Asthma and allergy

Real-time assessment of inflammation and treatment response in a mouse model of allergic airway inflammation Cortez-Retamozo, V. et al. J. Clin. Invest. 6 Nov 2008 (doi: 10.1172/JCI36335)

Eosinophils promote airway inflammation in response to allergens by expressing various mediators and proteinases. Based on the finding that matrix metalloproteinases (MMPs) were mainly expressed by eosinophils in a mouse model of allergic airway inflammation, the authors of this study used a specific MMP-targeted optical sensor to track these cells in vivo. When non-invasive molecular imaging techniques were used to track eosinophils with the MMP-targeted sensor in live mice, it was found that the amount of MMP activity correlated with the severity of airway inflammation. In addition, this system was successfully used to measure the treatment efficacy of glucocorticoids, which are commonly used to treat patients with asthma, and to identify a new compound that reduced airway inflammation. These findings provide hope that such non-invasive molecular imaging techniques can be translated to the clinical setting to assess patients with asthma and other chronic inflammatory diseases of the airways.

B cells

Tonic B cell antigen receptor signals supply an NF-κB substrate for prosurvival BLyS signaling Stadanlick, J. E. et al. Nature Immunol. 2 Nov 2008 (doi: 10.1038/ni.1666)

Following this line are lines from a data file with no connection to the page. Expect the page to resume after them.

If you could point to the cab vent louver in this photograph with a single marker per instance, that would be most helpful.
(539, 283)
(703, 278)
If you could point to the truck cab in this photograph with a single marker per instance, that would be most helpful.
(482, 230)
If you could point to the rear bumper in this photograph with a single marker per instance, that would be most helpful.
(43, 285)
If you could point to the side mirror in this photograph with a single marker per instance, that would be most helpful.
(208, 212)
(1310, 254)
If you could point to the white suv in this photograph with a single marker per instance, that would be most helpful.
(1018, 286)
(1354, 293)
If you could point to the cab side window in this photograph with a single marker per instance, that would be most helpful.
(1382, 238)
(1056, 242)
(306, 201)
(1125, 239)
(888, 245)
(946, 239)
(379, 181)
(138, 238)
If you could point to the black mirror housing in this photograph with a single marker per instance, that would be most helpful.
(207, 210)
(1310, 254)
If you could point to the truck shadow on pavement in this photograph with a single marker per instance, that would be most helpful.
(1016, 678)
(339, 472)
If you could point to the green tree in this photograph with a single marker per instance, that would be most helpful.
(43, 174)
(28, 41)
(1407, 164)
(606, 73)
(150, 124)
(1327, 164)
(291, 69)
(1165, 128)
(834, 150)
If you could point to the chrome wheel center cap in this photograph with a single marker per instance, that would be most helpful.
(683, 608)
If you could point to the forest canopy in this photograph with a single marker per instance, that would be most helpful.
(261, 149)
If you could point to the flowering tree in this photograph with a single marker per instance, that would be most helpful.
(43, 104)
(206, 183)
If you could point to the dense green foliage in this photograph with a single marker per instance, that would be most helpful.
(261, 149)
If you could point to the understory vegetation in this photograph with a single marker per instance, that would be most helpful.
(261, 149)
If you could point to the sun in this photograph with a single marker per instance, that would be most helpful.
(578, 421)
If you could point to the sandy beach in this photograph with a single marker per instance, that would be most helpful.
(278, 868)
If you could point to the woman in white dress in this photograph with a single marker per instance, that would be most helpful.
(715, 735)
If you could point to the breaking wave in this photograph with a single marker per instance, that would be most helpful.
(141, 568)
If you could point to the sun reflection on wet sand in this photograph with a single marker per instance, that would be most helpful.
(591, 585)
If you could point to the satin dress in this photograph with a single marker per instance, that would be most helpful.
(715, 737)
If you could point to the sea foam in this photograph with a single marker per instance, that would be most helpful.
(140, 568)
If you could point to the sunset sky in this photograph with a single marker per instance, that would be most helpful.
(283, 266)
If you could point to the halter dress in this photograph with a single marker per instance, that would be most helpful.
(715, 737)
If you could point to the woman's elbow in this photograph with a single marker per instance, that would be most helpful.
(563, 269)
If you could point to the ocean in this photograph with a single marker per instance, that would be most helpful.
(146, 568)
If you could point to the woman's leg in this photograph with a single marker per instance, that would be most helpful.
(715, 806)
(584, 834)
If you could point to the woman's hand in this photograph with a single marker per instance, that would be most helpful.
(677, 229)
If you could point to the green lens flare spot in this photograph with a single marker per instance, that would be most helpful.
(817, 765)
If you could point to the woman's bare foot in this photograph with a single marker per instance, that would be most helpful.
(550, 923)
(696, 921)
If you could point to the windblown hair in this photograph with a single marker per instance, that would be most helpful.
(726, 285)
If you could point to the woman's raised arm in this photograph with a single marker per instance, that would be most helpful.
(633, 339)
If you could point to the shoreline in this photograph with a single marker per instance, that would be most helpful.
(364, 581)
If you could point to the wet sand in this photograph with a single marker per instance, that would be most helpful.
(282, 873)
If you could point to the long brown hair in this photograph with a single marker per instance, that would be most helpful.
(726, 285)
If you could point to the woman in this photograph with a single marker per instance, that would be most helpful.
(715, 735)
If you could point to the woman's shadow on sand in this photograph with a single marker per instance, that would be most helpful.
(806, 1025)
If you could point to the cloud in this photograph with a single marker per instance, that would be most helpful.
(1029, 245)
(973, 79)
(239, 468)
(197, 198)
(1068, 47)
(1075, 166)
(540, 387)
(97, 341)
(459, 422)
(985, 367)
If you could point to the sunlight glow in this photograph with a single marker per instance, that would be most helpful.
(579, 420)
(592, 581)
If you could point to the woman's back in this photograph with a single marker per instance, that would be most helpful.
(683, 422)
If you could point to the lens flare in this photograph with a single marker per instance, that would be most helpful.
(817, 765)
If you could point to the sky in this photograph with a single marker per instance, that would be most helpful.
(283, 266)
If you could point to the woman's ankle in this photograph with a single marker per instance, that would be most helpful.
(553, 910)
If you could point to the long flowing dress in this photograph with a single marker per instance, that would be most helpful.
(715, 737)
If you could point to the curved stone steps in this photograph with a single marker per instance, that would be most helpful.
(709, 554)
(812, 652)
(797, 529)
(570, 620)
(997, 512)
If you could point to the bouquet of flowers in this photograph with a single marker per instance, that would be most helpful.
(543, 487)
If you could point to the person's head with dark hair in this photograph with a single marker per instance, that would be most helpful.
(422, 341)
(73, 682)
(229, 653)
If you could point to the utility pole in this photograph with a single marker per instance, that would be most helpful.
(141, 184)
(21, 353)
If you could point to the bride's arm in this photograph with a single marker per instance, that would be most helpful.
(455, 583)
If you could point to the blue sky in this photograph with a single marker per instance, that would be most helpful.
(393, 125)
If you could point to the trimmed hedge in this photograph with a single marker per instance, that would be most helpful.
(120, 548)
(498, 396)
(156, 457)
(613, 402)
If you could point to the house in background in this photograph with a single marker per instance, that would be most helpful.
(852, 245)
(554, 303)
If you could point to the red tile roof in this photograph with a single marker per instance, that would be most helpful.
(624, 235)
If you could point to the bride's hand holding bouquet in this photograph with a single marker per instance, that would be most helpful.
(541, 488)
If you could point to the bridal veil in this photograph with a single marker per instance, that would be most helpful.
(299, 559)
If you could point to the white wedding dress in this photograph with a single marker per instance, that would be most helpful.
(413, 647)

This study explains why B cells need continuous signalling through both the B-cell receptor (BCR) and the B lymphocyte stimulator receptor 3 (BR3; also known as BAFFR and TNFRSF13C) for their survival. The authors show that BCR signalling activates the classical nuclear factor-κB (NF-κB) pathway to generate p100, which in turn serves as a substrate for BR3-mediated signalling that leads to the accumulation of nuclear p52 (a hallmark of the non-classical NF-κB pathway) and consequently B-cell survival. The capacity to produce p100 constitutively through tonic BCR signalling was acquired during the late transitional stage of B-cell differentiation, when BCR signals promote survival rather than negative selection. These findings support a model in which receptor signalling crosstalk ensures that B cells gain a gradual resistance to negative selection as they mature.

Inflammation

Cutting Edge: IFN-γ enables APC to promote memory Th17 and abate Th1 cell development Kryczek, I. et al. J. Immunol. 181, 5842–5846 (2008)

In this study, the authors examined the effect of interferon-γ (IFNγ) on the development and maintenance of human T helper 1 (TH1) and TH17 cells. Contrary to what was previously thought, they found that IFNγ-conditioned antigen-presenting cells (APCs) suppressed IFNγ production by co-cultured T cells by upregulating their expression of the co-inhibitory ligand B7-H1. By contrast, IFNγ-conditioned APCs induced interleukin-17 (IL-17) production and proliferation of human memory TH17 cells by upregulating IL-1 and IL-23 expression. So, based on these in vitro observations, the authors propose that IFNγ attenuates TH1-cell-mediated inflammation and induces memory TH17-cell expansion, suggesting a new regulatory role for IFNγ. However, the implications of these observations in controlling the progression of inflammation in vivo have yet to be analysed.